Une nouvelle étude du Gartner anticipe une croissance de 17% du cloud public en 2020 avec un marché estimé à 266,4 milliards de dollars.

Le cloud public se porte à merveille… Ce n’est pas une surprise, mais la dernière enquête du Gartner se montre toujours aussi optimiste. Le cabinet d’analyse divise ce vaste marché en cinq catégories : BPaaS (Business Process as a Service), PaaS (Platform as a Service), SaaS (Software as a Service), CMSS (Cloud Management and Security Services) et IaaS (Infrastructure as a Service).

Chacun de ces segments connaîtra une forte croissance en 2020.

Le marché des solutions SaaS reste sans surprise le plus important en volume. Il devrait frôler les 100 milliards de dollars de chiffre d’affaires en 2020. Gartner prévoit sur les trois prochaines années une croissance annuelle d’un peu plus de 16% démontrant la vitalité des offres logicielles nées pour et dans le cloud. De quoi rassurer les SalesForce, Office 365, G-Suite, Workday, Monday, Slack et milliers d’autres acteurs du SaaS.

Le second secteur fort du Cloud public demeure le IaaS avec la location de ressources de compute et de stockage pour étendre ou remplacer les infrastructures internes. Avec une croissance annuelle de 25%, le IaaS affiche le plus fort taux de croissance tous segments confondus et n’a donc pas fini de séduire les entreprises.
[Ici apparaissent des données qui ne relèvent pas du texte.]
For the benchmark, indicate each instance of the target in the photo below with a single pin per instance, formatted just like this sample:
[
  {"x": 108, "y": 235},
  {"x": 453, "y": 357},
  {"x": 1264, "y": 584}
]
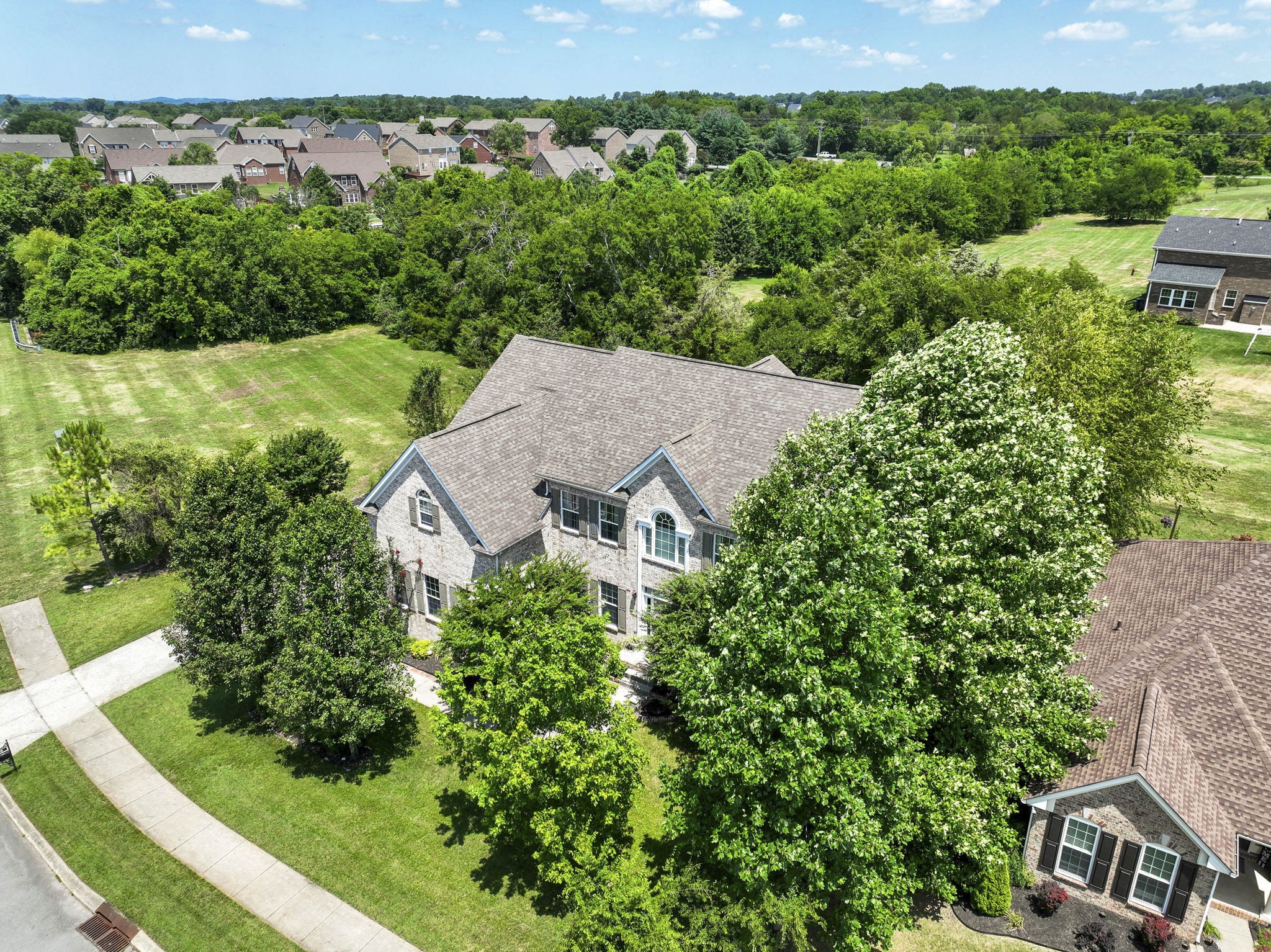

Le BPaaS conserve sa troisième place pour l’instant mais devrait sortir du podium dès 2022, délogé par le PaaS. Historiquement, ce segment des processus métiers délivrés sous forme de services à distance englobe chez Gartner le marché de la publicité en ligne ce qui explique son fort positionnement. Il y a cinq ans, il trônait en tête de ce classement des segments du cloud public. C’est celui qui connaît la plus faible croissance avec un taux de 5% qui devrait cependant se maintenir dans les trois prochaines années.

Le PaaS est un segment qui a décollé lentement mais prend une nouvelle dimension au fur et à mesure que les entreprises modernisent leurs applicatifs et adoptent des approches « cloud native ». Sa croissance annuelle de 22% est aujourd’hui largement portée par le serverless computing et plus particulièrement les « serverless functions » souvent présentées comme la concrétisation d’un « PaaS 2.0 ».

Enfin le dernier segment du marché regroupe les services de sécurité et de gestion du cloud. Ces derniers prennent une importance croissante, les entreprises commençant à adopter des approches multi-cloud nécessitant une supervision globale et découvrant que les économies attendues ne sont pas au rendez-vous notamment par manque de gestion effective de leurs workloads et ressources dans le nuage. La croissance de 15% par an anticipée par le Gartner paraît pour le coup très conservatrice. Il sera intéressant de voir comment évoluent les prédictions du cabinet d’analyse dans les deux prochaines années sur ce segment forcément porteur.

Bref, alors que certaines études annoncent une volonté des DSI de rapatrier leurs Workloads cloud sur leurs infrastructures internes, le Gartner reste très optimiste quant à l’avenir des offres du cloud public et n’entrevoit aucun désamour des DSI pour toutes ces solutions livrées sous forme de services.